# If youre not feeling 100% well, don't go cycling!



## onlineamiga (24 Aug 2011)

So on Sunday I had a 130km (81 mile) ride planned with a friend. First ride with him actually, and was taking him up to a town called Gaucin in Andalucia where I live.

The day before I had started feeling a bit "off". You know how it is: You're alright, but feel like youre probably coming down with something. I didnt have the best of nights, and was 50/50 about postponing the trip.

The route is pretty flat for the first 40km until you hit the mountains where a towering 650 meter climb over 10km stands in the way of getting to the pictureseque andalucian village of Gaucin at the top. The plan was then to cycling out of there down into a valley and a further 400m climb to the next town of Casares which then brings you back to the coast, and then back down the coast to where I live.

So I headed off, and everything was fine. Then I hit the big big climb. And wow i started to find it harder than I have ever done before. I've pulled a fully loaded bike up this climb without too much trouble. But this day, wow I could not get my breath at all. The sun was dazzling, i was shaking, i was struggling. 500 meters at a time and i was having to stop, have breaks, drink lots of water etc. I was like "what the hell? This hill is beating me! Its never beat me before!!" I was mad at myself. My friend had cycled off. I always said to him to do climbs at your own pace. He was on a mountain bike and had lower gears and fared better. I'm left dragging behind barely able to move. I expected him at the top sitting in a bar waiting for me for hours.

Eventually I forced myself up that hill. Somehow I made it. What seemed like hours, and after plenty of blood sweat and tears I was there! Conquered it! 

We got some food, and had some drinks. But I wasnt recovering from the ordeal. I was getting worse and worse. Ended up throwing up in the toilets twice. Then eventually we headed off. I decided to back track the way we came rather than head into the valley, as there was no way I could deal with another climb. He had decided to do the same.

As I'm cycling out of town. I threw up big time outside of a petrol station. I was not well what so ever. Dizzy, shaking and was sitting 40km from home in the baking heat. My stomach was absolutely churning and leaving me unable to function. I felt like, I was going to, and almost blacked out. 

For the first time ever. I had to phone a friend to come and pick me up in the car as there was no way I could stomach the whole ride back... I did however, manage to roll the whole 10km back down the mountain (which is always fun!). Then cycled to the next town (Jimena) threw up again and then got picked up.

I seriously can't thank my friend enough for coming and saving me!!! This is not a biking experience I'd want to repeat ever. I've felt energyless and urghhh at the side of the road before. But this was something else! 


Few things learned:


1. Dont go cycling up mountains in 35c heat when youre running a high fever!

2. Despite your body telling you no no no no no to the above, dont just think sod it and go for it anyway. (I'm too stubborn!)

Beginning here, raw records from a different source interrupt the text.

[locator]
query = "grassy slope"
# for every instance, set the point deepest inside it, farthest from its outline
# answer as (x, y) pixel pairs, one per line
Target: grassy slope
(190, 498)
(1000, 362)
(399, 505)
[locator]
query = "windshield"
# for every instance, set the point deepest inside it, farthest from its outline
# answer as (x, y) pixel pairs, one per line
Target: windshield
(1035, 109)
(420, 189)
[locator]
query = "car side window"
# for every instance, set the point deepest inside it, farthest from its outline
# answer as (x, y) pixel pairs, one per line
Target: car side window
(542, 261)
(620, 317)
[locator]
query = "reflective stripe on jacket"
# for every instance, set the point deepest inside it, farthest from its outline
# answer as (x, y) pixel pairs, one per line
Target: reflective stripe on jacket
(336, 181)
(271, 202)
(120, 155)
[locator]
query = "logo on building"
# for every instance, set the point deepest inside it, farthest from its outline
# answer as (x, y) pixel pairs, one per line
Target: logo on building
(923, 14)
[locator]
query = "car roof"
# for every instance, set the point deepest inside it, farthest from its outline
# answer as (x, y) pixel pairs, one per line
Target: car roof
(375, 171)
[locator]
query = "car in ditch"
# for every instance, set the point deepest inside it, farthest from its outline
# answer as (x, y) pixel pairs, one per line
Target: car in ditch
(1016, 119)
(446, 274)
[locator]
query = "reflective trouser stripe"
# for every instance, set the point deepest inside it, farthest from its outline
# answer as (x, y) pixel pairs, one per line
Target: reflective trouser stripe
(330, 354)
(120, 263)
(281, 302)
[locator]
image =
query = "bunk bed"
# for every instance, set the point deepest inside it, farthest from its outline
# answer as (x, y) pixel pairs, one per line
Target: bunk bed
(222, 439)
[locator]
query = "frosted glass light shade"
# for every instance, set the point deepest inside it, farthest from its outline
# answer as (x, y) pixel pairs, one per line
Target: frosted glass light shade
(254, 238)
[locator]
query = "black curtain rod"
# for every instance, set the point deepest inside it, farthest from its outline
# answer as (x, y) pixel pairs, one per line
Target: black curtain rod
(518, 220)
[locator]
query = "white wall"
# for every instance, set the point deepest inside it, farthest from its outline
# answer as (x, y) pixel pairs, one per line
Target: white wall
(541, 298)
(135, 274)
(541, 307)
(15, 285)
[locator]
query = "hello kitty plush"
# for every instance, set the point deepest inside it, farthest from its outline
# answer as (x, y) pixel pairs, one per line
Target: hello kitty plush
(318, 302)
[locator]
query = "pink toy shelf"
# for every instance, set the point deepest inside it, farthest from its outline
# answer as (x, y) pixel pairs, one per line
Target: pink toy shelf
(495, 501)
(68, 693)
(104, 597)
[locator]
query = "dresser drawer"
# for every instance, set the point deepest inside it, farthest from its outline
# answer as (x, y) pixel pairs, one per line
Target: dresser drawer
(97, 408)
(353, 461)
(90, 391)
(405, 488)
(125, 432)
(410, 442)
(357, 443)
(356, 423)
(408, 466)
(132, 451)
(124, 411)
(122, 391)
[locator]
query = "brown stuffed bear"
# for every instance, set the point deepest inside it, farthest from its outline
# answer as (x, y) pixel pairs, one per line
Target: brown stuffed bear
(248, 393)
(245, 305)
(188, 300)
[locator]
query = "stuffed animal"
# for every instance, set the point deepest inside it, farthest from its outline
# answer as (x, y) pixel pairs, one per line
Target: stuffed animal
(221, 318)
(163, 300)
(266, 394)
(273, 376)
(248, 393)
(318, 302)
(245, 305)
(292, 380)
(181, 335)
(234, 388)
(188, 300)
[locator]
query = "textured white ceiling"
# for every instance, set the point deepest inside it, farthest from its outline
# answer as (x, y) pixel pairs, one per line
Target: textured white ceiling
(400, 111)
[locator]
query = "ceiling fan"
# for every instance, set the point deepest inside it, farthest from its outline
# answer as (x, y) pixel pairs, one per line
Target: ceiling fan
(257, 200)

3. If going for a long ride. Do have someone on standby who has a car just in case you do fall ill on the bike or have an accident. Keep their number written down on a piece of paper in case you loose your mobile or battery goes flat.


----------



## User16625 (24 Aug 2011)

Thats one lesson I will never need to learn. If I feel like crap, its bed time for the day! Unless its a hangover, they tend to get better as the day goes on.


----------



## lesley_x (26 Aug 2011)

Oh dear! Sounds horrific. Hope you feel better soon


----------